13. Algum grande teólogo se tornou ou apoiou sedevacantistas?

Sim, o dominicano Guérard des Lauriers, que ajudou Pio XII na formulação do dogma da Assunção, era sedevacantista e foi sagrado bispo. Dele vem a “Tese Cassiciacum”. O famoso exorcista e bispo sedevacantista Robert Fidelis McKenna (também dominicano) foi sagrado por Guérard. Questionado certa vez sobre a sagração de Guérard des Lauriers, D. Antônio Castro Mayer disse:

– Se é válido para Guérard, é válido para mim.

14. Fora do clero, há algum sedevacantista conhecido?

Sim, Mel Gibson.

15. Com as mudanças em Roma durante o pontificado de Bento XVI algum grupo sedevancantista mudou de posição?

Sim, todo um grupo de freiras deixou o sedevacantismo em julho de 2008.

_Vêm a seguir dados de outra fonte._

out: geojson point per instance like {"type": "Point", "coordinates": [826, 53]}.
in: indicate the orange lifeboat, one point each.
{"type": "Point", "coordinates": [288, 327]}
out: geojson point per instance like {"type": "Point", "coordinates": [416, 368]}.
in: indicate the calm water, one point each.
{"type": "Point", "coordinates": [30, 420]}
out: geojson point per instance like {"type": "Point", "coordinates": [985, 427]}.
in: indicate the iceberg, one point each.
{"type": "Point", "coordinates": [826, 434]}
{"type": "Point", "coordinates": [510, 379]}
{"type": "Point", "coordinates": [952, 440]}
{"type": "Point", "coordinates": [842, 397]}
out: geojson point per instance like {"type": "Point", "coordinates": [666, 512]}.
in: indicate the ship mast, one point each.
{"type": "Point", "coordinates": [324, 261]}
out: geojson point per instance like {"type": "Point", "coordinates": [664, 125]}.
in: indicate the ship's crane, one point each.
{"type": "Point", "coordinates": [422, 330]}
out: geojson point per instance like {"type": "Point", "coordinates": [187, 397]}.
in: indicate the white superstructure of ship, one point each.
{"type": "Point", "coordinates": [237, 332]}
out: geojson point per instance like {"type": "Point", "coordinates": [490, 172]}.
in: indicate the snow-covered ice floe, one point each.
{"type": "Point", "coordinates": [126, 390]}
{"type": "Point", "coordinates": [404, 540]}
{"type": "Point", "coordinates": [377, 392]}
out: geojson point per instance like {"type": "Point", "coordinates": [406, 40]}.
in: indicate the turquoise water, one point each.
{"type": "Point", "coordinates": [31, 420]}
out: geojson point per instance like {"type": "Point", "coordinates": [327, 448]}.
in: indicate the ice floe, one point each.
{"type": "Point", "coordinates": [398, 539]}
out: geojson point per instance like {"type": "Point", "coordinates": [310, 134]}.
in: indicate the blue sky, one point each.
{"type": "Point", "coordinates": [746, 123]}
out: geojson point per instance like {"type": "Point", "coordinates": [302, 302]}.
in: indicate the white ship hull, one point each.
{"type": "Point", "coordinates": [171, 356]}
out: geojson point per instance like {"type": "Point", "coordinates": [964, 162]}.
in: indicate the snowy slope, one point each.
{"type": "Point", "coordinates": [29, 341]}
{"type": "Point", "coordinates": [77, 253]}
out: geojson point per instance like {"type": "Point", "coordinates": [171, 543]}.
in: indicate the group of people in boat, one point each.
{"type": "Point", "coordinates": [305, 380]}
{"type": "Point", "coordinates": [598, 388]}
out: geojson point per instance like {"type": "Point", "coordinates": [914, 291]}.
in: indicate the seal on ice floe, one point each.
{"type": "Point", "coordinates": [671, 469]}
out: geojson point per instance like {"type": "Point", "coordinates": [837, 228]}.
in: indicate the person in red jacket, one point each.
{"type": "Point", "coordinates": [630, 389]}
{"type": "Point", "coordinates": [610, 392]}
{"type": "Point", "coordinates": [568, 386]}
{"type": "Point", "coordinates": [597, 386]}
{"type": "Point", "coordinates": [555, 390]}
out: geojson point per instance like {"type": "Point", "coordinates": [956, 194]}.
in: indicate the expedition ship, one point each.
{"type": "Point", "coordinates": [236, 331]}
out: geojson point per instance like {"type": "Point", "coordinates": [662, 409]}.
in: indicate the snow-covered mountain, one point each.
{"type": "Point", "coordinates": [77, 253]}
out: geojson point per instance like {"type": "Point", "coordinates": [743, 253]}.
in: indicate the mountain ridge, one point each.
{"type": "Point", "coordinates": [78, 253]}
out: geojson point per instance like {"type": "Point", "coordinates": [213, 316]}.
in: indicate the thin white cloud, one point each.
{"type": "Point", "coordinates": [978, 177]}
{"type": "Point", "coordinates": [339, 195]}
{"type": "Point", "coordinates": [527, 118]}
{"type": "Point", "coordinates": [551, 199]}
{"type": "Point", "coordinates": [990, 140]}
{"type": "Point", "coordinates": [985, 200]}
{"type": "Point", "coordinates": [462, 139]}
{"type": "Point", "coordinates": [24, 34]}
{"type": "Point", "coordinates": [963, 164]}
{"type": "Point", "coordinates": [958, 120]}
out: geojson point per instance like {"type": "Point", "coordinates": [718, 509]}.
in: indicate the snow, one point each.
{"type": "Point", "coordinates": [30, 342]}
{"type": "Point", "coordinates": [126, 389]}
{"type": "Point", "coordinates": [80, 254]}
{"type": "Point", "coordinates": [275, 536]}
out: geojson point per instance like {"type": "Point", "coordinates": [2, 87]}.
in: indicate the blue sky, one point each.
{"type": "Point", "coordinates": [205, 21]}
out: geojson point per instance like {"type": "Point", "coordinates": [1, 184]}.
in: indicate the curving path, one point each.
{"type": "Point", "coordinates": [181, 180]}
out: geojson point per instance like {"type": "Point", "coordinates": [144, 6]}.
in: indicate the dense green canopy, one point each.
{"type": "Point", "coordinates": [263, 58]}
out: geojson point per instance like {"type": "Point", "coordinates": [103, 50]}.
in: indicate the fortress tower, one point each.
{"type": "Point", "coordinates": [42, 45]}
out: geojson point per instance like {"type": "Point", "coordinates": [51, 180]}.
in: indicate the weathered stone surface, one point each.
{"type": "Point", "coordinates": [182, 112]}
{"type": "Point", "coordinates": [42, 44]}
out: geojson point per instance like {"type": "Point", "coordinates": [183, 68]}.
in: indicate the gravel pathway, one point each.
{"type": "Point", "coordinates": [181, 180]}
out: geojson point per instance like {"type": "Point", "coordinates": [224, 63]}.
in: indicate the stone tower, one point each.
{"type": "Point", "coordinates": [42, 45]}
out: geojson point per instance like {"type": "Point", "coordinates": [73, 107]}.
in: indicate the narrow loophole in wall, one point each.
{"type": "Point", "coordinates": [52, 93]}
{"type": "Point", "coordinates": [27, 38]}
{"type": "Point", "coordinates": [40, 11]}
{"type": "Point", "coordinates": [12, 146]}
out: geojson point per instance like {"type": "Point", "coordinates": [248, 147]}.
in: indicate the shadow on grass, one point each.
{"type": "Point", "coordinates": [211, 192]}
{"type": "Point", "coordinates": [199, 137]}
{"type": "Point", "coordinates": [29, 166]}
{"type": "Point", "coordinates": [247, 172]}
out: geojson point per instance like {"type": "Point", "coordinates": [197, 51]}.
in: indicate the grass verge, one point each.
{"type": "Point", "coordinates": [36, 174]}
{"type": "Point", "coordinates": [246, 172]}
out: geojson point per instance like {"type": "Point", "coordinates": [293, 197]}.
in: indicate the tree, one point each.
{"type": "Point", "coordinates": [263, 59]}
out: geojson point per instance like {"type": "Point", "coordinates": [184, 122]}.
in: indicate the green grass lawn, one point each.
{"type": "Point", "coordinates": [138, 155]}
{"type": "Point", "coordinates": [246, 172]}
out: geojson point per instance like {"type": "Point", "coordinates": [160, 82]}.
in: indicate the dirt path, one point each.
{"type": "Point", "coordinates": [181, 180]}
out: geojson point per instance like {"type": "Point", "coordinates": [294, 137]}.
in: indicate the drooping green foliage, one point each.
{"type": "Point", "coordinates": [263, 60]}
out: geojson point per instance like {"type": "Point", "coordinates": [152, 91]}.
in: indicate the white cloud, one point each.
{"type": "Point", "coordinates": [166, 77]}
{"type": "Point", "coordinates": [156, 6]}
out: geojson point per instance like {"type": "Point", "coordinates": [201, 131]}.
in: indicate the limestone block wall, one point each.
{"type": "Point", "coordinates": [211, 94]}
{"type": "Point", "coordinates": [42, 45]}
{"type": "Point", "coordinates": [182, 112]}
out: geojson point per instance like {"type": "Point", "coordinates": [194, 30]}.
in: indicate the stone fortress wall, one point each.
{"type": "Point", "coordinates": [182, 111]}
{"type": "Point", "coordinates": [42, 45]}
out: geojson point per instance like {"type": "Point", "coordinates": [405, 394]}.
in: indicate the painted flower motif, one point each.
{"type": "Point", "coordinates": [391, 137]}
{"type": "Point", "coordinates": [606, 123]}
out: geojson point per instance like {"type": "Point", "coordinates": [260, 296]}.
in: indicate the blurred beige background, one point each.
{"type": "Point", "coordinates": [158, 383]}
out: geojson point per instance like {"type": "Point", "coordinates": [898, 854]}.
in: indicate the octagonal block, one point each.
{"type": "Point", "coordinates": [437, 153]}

Conheço dois bispos (D. Terence Robert Peter Fulham, da Flórida, e D. Tom Sebastiam, de Los Angeles) que mudaram de posição (atualmente estão como a FSSPX) e, dependendo do que ocorrer, pretendem regularizar sua situação em Roma.

Antes do pontificado de Bento XVI, a Fraternidade de São Vicente Férrer, um grupo de inspiração dominicana, tinha abandonado o sedeprivacionismo.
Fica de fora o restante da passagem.